アスペルギルス(Aspergillus fumigatus)は、熱に強い真菌で世界的にも広く分布しています。増殖に適した温度域が幅広いので、生息環境は恒常的な高温域のみに限定されません。アスペルギルスは土壌中に広く分布しており、他の真菌アレルゲンと比べて、空気中の胞子の濃度は低とされています。

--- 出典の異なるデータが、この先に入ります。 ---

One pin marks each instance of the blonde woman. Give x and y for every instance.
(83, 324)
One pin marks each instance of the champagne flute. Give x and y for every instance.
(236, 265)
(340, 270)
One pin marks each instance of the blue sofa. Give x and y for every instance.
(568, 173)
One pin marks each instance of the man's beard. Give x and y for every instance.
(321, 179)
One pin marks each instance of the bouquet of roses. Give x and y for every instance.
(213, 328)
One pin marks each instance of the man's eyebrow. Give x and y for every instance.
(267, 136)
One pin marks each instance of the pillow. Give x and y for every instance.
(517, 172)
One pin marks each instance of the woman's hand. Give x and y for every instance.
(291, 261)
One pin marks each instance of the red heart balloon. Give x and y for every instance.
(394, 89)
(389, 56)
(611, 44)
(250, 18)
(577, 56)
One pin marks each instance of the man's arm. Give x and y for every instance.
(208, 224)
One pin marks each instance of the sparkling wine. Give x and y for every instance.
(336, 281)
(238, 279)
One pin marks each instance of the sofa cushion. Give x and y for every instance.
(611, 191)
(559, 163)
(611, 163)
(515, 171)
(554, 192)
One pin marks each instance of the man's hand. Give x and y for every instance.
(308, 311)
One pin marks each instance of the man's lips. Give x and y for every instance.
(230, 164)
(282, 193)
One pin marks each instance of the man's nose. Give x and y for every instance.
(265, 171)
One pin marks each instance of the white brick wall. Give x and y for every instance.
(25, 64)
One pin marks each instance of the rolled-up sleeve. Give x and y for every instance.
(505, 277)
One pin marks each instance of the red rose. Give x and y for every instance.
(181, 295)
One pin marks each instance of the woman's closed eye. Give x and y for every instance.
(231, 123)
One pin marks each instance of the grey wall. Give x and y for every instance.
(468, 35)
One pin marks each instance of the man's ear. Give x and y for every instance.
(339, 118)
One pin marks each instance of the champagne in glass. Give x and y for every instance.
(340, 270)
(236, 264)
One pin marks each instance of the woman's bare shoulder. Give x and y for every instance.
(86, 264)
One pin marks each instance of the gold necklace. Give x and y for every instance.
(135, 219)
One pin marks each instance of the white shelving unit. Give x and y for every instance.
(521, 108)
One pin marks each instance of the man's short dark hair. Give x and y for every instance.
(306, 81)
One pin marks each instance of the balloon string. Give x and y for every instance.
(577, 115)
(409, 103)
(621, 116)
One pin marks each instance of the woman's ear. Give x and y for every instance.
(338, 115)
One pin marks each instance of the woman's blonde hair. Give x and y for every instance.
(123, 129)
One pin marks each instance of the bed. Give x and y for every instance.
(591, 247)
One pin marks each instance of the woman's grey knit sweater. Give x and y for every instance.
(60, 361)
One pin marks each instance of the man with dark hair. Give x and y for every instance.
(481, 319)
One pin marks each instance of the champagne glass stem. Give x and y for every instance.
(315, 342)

冬でも堆肥にした植物の残渣や湿気を多く含んだ干し草や、ワラの山の内部で自己発熱が起こり、その結果多数の胞子が増殖して空気中に移行するので、局所的に胞子数が増えます。
アスペルギルスは12〜57℃、特に至適温度として37〜43℃の範囲で増殖能を有することが特徴です。分生胞子と菌子体を吸い込むと、宿主側の免疫反応により症状の強さは異なりますが、アレルギー性気管支喘息、菌塊を形成するアスペルギローマ、過敏性肺臓炎、浸潤性アスペルギルス症、アレルギー性気管支肺アスペルギルス症(ABPA)等を発症します。
また、浸潤性アスペルギルス症の診断には血中のアスペルギルス抗原測定も用いられます。
この他、Farmer's Lung, Baker's Asthma, Malt Worker's Disease にも関連しています。またWallenbeckらによって重要なアレルゲン物質としてAg10とAg40とが同定されています。